The work is inscribed with a remarkable, elaborate and most intriguing contemporary manuscript exlibris, in red ink, with a large penwork initial, with motto below, almost certainly the first owner of the work. We have as yet been unable to identify the “Domina Joanna Regnas” – presumably Lady Joanna Reynes – but this was a very grand and expensive book to find in a young girl’s library in the C15th.

The beautifully worked binding is by Christian Samuel Kalthoeber. The Bl has several examples of his bindings with the identical corner-piece design of pointillé tools. One such example is BL shelf mark c19d10, a Kalhoeber binding on another hugely important incunable, the first work printed in Italy; the Cicero, De Oratore, printed at Subacio in 1465. 
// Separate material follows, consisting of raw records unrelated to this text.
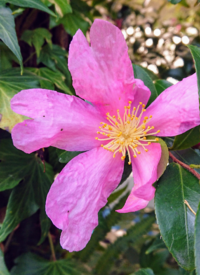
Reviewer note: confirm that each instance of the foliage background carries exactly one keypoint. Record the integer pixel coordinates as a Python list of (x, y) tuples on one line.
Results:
[(34, 42)]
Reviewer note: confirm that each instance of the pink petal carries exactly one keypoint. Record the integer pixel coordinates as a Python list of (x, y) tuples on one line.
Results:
[(145, 171), (144, 175), (133, 204), (79, 192), (59, 120), (102, 73), (176, 110)]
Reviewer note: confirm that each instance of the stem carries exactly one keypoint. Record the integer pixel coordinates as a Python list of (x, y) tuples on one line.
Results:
[(197, 175), (187, 203), (52, 247)]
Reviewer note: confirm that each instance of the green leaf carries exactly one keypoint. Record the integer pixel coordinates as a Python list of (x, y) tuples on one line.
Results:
[(30, 193), (54, 77), (3, 268), (144, 271), (195, 51), (6, 57), (157, 244), (74, 21), (66, 156), (174, 1), (197, 241), (55, 59), (187, 139), (140, 73), (35, 4), (62, 7), (133, 235), (162, 85), (175, 220), (37, 38), (11, 82), (31, 264), (8, 33), (116, 194)]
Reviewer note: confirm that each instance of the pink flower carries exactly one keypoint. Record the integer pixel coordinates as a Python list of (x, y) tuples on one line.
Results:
[(115, 124)]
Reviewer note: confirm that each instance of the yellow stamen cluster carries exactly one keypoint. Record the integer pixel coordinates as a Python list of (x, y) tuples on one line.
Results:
[(127, 133)]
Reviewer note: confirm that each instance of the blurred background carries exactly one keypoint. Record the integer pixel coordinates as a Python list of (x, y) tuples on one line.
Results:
[(157, 34)]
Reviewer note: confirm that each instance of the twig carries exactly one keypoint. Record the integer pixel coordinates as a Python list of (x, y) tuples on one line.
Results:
[(197, 175), (52, 247), (187, 203)]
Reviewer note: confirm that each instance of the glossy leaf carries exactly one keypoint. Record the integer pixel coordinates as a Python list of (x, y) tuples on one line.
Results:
[(30, 193), (197, 241), (31, 264), (35, 4), (54, 77), (162, 85), (74, 21), (8, 33), (187, 139), (175, 220), (37, 38), (12, 82), (140, 73), (3, 268), (195, 51), (144, 271), (62, 7)]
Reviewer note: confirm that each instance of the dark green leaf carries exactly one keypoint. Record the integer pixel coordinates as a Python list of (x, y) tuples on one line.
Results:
[(11, 82), (3, 268), (8, 33), (29, 194), (197, 241), (176, 221), (66, 156), (35, 4), (116, 194), (62, 7), (31, 264), (162, 85), (140, 73), (74, 21), (54, 77), (187, 139), (144, 271), (157, 244), (196, 56), (37, 38)]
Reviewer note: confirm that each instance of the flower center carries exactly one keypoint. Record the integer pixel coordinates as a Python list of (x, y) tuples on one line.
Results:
[(127, 133)]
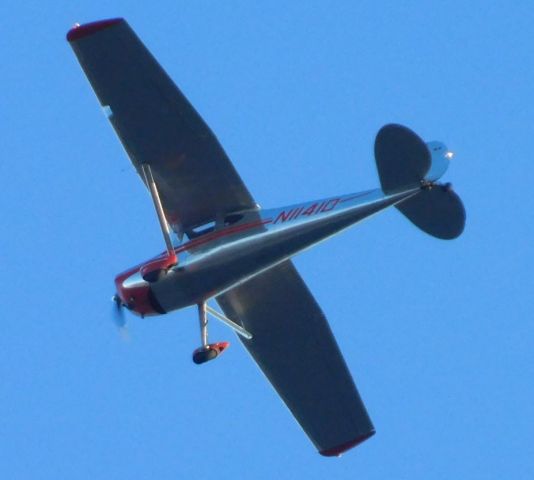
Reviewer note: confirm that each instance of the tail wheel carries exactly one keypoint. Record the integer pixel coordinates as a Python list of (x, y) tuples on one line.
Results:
[(209, 352)]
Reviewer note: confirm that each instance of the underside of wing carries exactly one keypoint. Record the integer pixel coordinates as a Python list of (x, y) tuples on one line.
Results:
[(293, 345), (158, 126)]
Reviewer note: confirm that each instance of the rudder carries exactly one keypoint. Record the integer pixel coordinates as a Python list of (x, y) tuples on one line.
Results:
[(405, 161)]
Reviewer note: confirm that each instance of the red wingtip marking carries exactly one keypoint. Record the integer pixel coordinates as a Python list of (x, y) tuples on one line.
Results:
[(80, 31), (337, 451)]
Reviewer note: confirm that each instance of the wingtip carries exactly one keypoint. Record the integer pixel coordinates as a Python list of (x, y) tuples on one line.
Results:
[(79, 31), (338, 450)]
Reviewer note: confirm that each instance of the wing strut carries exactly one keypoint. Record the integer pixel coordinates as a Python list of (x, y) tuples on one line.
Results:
[(147, 172)]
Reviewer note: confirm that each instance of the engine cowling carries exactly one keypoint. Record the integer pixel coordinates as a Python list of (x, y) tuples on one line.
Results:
[(440, 157)]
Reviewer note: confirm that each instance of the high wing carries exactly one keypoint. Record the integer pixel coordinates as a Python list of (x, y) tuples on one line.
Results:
[(158, 126), (293, 345)]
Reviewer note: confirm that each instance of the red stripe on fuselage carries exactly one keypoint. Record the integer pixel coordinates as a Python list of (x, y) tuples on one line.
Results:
[(208, 237)]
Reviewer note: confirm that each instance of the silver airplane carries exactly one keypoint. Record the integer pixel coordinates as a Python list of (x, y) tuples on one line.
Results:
[(221, 245)]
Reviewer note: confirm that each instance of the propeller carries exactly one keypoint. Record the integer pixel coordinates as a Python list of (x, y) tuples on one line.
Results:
[(118, 316)]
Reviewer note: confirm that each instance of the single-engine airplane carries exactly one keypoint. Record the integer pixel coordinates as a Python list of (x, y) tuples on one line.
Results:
[(221, 245)]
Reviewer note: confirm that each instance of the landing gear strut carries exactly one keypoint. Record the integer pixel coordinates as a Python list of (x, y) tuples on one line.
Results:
[(206, 352)]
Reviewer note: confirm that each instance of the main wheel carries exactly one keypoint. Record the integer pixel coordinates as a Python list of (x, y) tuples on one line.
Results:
[(203, 355)]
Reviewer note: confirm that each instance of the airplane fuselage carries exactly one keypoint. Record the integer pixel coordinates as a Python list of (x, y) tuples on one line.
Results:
[(231, 254)]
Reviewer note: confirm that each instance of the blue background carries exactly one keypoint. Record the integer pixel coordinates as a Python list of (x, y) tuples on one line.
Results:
[(439, 335)]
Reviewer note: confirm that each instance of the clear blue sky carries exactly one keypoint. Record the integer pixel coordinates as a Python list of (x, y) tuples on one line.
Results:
[(439, 335)]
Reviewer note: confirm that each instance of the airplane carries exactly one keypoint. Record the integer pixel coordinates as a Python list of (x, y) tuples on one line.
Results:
[(221, 245)]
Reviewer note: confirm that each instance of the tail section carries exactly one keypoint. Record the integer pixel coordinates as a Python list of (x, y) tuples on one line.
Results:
[(405, 161)]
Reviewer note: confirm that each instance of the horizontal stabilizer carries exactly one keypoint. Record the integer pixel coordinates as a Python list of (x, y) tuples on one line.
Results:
[(402, 158), (437, 211)]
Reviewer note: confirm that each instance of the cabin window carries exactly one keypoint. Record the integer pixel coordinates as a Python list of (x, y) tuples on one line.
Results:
[(201, 230)]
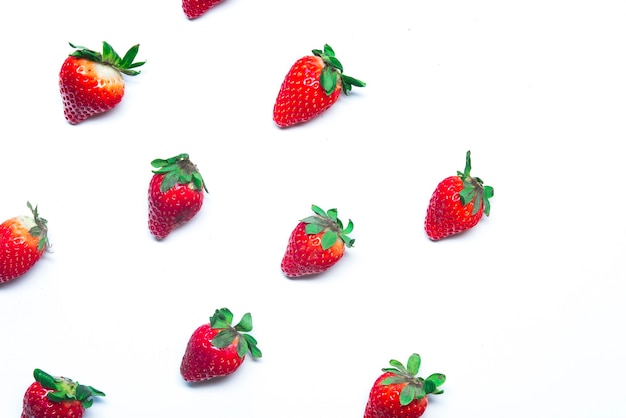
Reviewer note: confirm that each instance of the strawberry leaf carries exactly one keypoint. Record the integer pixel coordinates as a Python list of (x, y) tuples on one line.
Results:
[(245, 325), (329, 239), (413, 364)]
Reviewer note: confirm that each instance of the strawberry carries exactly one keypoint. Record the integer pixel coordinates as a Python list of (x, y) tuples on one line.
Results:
[(57, 397), (316, 244), (312, 85), (196, 8), (92, 82), (23, 240), (217, 348), (399, 393), (175, 194), (457, 204)]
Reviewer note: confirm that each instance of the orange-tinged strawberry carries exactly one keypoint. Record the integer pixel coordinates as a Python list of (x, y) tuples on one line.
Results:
[(399, 393), (23, 240), (57, 397), (92, 83), (312, 85), (175, 194), (196, 8), (316, 244), (457, 204), (218, 348)]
A stunning, most important, and exceptionally rare English incunable; one of the finest productions of Wynkyn de Worde and the first edition of Caxton’s last great translation. 

BMC XI 197. GW M50906. Bod-inc H-116. ISTC ih00213000; Goff H-213.Ames II 89. “This is one of Wynkyn de Worde’s most magnificent typographical productions.” Duff, E. Printing in England in the Fifteenth Century.